My Wife Refuses Intimacy But Expects Me to Stay Loyal Forever

**My Wife Refuses Intimacy But Expects Me to Stay Loyal Forever**

I never thought I’d be the kind of man who measured the health of his marriage in silence and distance, but here we are.

It’s been almost a year since my wife and I were intimate. No fights about it, no dramatic refusals—just quiet avoidance. Every time I reach for her at night, she rolls over. Every time I try to kiss her longer than a peck, she stiffens. I’ve asked, I’ve begged, I’ve even suggested counseling. The answer is always the same: *“I’m just not in the mood. Don’t pressure me.”*

At first, I thought it was stress. Work, kids, the grind of everyday life. But months turned into a year, and nothing changed. Except me. I went from hopeful to resentful. From patient to bitter.

Last week, I finally confronted her. I said, “We can’t keep living like roommates. I need to feel close to you.”

She barely looked up from her phone. “So what? You think sex is the only thing that makes a marriage?”

“No,” I said carefully. “But it’s part of it. It’s connection, it’s intimacy, it’s knowing we still *want* each other.”

She put her phone down and looked at me like I was a stranger. “I’m not interested. At all. And you’ll just have to accept that if you love me. Because I expect you to be faithful regardless.”

Those words crushed me. Not because she admitted she didn’t want me—but because she still demanded I give her everything while she gave me nothing.

We sat in silence for a long time. Finally, I said, “So you want me to stay loyal, even if you’ve already checked out?”

“It’s called commitment,” she said flatly.

But to me, it felt like a prison sentence.

That night, lying awake beside her while she scrolled on her phone, I realized something I never wanted to admit: I was already gone.
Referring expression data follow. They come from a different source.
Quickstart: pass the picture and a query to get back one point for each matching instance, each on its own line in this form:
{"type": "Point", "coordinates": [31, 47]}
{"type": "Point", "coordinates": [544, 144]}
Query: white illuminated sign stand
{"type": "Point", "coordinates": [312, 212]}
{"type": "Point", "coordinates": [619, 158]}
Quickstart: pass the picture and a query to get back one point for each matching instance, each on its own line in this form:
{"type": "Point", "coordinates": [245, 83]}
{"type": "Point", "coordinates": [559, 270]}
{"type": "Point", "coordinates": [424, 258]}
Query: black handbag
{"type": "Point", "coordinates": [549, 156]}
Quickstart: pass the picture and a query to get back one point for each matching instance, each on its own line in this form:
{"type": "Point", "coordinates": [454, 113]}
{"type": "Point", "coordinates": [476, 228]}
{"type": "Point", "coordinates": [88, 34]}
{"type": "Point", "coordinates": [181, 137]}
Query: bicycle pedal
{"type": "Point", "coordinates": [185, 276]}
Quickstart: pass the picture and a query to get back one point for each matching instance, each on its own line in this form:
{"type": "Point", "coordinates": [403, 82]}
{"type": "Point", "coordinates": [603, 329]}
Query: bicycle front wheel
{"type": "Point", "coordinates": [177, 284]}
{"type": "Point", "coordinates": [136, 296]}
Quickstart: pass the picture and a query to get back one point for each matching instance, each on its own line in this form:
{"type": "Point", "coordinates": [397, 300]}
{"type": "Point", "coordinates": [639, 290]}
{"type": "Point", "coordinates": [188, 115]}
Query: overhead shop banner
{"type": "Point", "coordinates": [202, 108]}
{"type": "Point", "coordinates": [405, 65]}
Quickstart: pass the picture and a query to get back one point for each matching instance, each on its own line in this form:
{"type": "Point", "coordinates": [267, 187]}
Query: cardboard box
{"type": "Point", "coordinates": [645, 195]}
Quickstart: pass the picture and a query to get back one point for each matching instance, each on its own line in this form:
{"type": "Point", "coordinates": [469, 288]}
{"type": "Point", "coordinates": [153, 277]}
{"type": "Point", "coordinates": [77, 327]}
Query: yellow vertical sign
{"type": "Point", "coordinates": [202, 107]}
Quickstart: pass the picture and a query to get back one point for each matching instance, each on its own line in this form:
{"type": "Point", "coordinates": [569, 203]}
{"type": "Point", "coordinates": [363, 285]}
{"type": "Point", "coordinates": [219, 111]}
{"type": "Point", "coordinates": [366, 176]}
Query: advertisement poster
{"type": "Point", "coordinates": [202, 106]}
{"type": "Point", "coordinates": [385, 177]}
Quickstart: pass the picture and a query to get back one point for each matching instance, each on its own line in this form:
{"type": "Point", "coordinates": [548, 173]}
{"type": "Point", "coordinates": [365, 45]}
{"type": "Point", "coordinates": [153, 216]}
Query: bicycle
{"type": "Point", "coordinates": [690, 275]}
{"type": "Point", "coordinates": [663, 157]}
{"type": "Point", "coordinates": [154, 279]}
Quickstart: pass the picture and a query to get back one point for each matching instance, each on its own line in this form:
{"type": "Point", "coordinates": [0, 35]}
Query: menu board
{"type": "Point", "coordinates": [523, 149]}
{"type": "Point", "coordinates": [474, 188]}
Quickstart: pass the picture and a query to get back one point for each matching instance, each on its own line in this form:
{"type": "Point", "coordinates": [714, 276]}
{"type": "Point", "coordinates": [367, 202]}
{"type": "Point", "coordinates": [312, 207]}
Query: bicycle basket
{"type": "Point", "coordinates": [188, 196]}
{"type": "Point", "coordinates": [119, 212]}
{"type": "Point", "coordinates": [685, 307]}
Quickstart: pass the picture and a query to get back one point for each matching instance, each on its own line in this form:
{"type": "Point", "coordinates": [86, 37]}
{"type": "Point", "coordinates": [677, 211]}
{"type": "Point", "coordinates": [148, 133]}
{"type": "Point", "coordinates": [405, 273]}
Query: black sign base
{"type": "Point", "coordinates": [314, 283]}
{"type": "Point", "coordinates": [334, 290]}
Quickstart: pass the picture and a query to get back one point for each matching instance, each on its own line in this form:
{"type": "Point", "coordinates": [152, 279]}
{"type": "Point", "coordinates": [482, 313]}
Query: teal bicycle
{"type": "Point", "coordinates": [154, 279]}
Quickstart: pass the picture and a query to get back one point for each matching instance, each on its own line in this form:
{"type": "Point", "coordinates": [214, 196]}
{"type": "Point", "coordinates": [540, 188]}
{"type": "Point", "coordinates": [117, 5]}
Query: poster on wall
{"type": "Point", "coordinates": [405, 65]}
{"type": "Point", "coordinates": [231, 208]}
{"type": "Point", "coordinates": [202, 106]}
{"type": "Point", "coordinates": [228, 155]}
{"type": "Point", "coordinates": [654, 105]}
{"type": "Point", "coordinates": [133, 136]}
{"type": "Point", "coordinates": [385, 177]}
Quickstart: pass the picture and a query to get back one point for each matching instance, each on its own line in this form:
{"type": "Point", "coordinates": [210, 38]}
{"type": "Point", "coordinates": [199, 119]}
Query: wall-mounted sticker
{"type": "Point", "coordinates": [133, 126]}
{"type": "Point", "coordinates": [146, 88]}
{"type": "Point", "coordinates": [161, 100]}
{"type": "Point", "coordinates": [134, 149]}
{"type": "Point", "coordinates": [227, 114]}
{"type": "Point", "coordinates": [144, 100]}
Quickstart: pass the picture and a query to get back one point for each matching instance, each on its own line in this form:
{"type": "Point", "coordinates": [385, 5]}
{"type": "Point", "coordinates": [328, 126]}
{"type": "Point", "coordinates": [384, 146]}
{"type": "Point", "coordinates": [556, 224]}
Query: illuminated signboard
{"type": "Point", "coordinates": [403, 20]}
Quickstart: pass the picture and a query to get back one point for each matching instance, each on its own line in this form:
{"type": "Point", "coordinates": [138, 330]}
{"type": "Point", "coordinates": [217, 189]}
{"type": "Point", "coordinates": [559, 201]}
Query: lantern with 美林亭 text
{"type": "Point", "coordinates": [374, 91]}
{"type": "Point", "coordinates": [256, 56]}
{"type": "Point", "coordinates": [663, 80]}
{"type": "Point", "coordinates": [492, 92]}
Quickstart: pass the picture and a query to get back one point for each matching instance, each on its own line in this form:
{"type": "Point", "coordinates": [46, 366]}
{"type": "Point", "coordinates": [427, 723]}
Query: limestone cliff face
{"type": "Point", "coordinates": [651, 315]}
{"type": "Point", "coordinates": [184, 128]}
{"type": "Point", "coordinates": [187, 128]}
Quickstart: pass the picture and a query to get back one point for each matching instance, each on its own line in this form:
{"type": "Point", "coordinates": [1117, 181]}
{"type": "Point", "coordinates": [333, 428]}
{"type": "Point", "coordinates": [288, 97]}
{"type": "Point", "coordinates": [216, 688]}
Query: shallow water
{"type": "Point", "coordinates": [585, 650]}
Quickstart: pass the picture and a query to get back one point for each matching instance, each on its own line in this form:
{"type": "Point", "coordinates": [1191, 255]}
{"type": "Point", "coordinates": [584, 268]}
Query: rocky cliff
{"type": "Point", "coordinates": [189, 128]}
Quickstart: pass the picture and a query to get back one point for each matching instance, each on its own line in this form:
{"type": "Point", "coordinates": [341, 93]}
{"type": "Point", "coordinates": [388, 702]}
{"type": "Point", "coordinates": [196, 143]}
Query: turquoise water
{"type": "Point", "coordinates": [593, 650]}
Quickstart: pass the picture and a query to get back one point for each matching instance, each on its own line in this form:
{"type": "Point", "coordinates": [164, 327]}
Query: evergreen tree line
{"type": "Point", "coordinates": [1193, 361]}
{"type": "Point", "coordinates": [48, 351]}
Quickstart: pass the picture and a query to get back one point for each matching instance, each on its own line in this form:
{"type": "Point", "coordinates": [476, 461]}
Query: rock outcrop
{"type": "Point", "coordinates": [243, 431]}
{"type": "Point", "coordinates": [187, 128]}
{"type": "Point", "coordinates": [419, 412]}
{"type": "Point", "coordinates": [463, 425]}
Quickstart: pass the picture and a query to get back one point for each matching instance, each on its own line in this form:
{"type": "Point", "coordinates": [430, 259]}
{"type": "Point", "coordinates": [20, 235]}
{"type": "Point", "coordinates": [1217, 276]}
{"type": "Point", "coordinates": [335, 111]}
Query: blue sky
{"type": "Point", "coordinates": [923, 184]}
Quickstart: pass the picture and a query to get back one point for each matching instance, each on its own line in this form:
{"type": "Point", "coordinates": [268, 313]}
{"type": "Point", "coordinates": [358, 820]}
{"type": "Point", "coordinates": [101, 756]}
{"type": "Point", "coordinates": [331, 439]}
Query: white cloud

Not in body, but in spirit.

The next morning, I packed a bag.

She woke up, startled. “Where are you going?”

I looked at her calmly. “To find a marriage where love doesn’t mean starvation. I stayed loyal to a woman who stopped choosing me, and that’s not loyalty—it’s self-destruction.”

Her eyes filled with tears. “So you’re leaving me over sex?”

I shook my head. “No. I’m leaving because you stopped seeing me as a man, as a partner. You wanted my loyalty without giving me intimacy, and that’s not marriage—it’s control.”

Then I walked out the door, suitcase in hand.